Hello!A little problem:With the given series,$$Y(x)= \sum_{n=1}^{\infty}(-1)^n\frac{x^n\ln^nx}{n!} $$ ,why $Y(x)$ is Uniformly converges for all $x\in(0,1]$ ?Ok, I know that $Y(x)$ is u.c by M-test:

$$\max{|x\ln{x}|}=\frac{1}{e}$$

And,

$$ \sum_{n=0}^{\infty}\frac{(\frac{1}{e})^n}{n!} $$

Is converges! But why only in $(0,1]$ ?
Thank you!

 

[tarantella]

We need some clarifications. First, we talk about uniform convergence on a set, not only at one point (in this case, it's pointwise convergence). Where do you take the $\max$?

 

[Also sprach Zarathustra]

Where do you take the $\max$?

On positive $\mathbb{R}$ .

 

[tarantella]

In this case, the $\max$ is infinite. But if you take it on $(0,1]$, you will notice that the series is normally convergent on $(0,1]$.

 

[Also sprach Zarathustra]

In this case, the $\max$ is infinite. But if you take it on $(0,1]$, you will notice that the series is normally convergent on $(0,1]$.
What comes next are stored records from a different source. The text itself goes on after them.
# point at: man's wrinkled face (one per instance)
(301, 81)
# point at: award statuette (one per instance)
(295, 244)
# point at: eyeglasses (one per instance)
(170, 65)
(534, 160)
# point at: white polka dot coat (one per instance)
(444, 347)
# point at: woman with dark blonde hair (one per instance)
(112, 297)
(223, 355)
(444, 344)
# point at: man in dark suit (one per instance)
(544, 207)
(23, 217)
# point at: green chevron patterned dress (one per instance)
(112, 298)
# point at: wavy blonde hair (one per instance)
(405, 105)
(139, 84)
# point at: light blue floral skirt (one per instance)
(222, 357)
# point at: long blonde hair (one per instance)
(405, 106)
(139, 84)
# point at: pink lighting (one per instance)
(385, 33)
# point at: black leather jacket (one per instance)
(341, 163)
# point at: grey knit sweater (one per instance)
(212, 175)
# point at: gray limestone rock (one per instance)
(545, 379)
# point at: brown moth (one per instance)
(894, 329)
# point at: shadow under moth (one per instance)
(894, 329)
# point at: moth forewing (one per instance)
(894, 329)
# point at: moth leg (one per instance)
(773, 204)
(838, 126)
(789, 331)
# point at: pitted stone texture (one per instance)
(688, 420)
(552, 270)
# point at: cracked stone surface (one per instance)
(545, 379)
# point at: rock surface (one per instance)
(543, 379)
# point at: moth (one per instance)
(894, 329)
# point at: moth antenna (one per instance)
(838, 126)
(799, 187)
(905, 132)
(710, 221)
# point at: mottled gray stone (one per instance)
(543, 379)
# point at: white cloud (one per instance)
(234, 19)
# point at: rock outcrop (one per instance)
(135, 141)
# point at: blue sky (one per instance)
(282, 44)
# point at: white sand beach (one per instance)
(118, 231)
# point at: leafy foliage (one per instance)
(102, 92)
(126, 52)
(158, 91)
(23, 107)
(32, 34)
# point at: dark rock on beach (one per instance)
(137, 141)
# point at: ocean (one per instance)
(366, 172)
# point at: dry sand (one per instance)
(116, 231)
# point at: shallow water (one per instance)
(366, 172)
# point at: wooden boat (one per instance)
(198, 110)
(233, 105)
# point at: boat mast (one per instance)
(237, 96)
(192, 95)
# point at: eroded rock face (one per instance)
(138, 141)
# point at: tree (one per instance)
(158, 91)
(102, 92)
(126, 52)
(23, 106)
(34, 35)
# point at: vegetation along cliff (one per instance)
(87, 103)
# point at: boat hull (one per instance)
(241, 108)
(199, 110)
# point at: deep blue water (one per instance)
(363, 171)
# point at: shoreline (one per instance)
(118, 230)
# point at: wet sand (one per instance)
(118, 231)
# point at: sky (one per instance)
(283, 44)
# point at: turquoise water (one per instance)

Normally convergence is not enough for this problem that I have, I need integrate that sum,- I must first prove the U.C. on (0,1].

I'll rephrase my question: is that the only interval,(0,1], that Y(x) U.N in ?

 

[tarantella]

You have the normal (hence uniform) convergence on each interval of the form $(0,a]$, $a>0$.